Target one tier-1 publication. Pick The Block, Decrypt, or Messari based on your project type (protocol technical analysis goes to Messari, market structure and institutional angles to The Block, consumer-facing narratives to Decrypt). Build one genuine editorial relationship: respond accurately to their coverage, send data corrections when they get something wrong about your category, pitch one research angle they have not covered. That relationship, once built, compounds.
Those three moves are consistent across the strongest AEO performers in crypto. The rest is iteration.
If you want Fracas to audit your current AI citation exposure and map the first 90 days of AEO work, book a call. We work with crypto projects on AI search visibility alongside the KOL and community campaigns that generate the off-site signals AI systems rely on.
Frequently asked questions
Is AEO the same as GEO?
AEO (answer engine optimisation) and GEO (generative engine optimisation) are related but distinct. AEO focuses specifically on earning citations inside direct AI-generated answers. GEO is broader: surfacing your brand across any AI-powered interface, not just answer boxes. In practice, the underlying content and authority work overlaps almost entirely. The inputs are the same; the success metrics differ.
How long before a crypto project appears in AI search results?
Earning citations in systems like ChatGPT and Perplexity typically takes three to six months of consistent authority-building: structured educational content, coverage on tier-1 crypto publications, and current on-chain data. Projects that already have Messari or The Block coverage can see results in six to eight weeks, because the corroboration layer is already partly built.
Which AI systems should we focus on?
Start with Google AI Overviews (highest query volume, feeds from existing organic ranking). Perplexity is next, because it is citation-heavy and strongly favours recent content with named sources. ChatGPT follows, with wide-source retrieval that weights demonstrated expertise. The authority work that earns citations on one system transfers across all three.

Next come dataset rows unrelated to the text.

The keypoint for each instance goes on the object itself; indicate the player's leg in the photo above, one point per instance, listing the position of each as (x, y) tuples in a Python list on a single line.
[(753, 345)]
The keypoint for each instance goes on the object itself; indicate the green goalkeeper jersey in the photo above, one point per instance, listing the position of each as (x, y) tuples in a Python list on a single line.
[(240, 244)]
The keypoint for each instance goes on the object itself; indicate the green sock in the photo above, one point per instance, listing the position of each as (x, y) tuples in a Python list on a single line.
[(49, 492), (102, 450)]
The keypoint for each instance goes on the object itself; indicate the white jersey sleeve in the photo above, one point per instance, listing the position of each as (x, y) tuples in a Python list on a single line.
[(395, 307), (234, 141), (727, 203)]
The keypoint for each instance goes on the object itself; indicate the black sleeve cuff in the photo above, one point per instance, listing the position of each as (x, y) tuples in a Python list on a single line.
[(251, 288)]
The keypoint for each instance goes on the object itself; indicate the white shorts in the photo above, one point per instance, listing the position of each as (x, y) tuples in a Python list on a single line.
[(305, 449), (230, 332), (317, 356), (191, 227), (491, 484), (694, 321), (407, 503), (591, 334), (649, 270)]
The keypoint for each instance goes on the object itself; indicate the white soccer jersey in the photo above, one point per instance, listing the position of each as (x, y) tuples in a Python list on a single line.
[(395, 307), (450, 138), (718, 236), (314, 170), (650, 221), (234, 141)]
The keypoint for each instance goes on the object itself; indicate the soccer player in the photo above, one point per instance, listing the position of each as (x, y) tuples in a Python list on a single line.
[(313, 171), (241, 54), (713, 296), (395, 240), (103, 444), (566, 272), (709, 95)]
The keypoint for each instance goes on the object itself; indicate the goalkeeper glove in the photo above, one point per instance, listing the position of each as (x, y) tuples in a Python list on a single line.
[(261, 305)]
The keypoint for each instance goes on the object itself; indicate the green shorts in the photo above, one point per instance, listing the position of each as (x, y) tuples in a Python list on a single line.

Does AEO work for small or early-stage crypto projects?
Yes, and early-stage projects have a specific advantage: they can build AEO foundations before their narrative is fixed. Getting cited in AI answers on category-level queries (how do AMMs work, what is a zero-knowledge proof) builds authority early. When an investor later searches specifically for your project, you already exist in the knowledge base that AI systems draw on.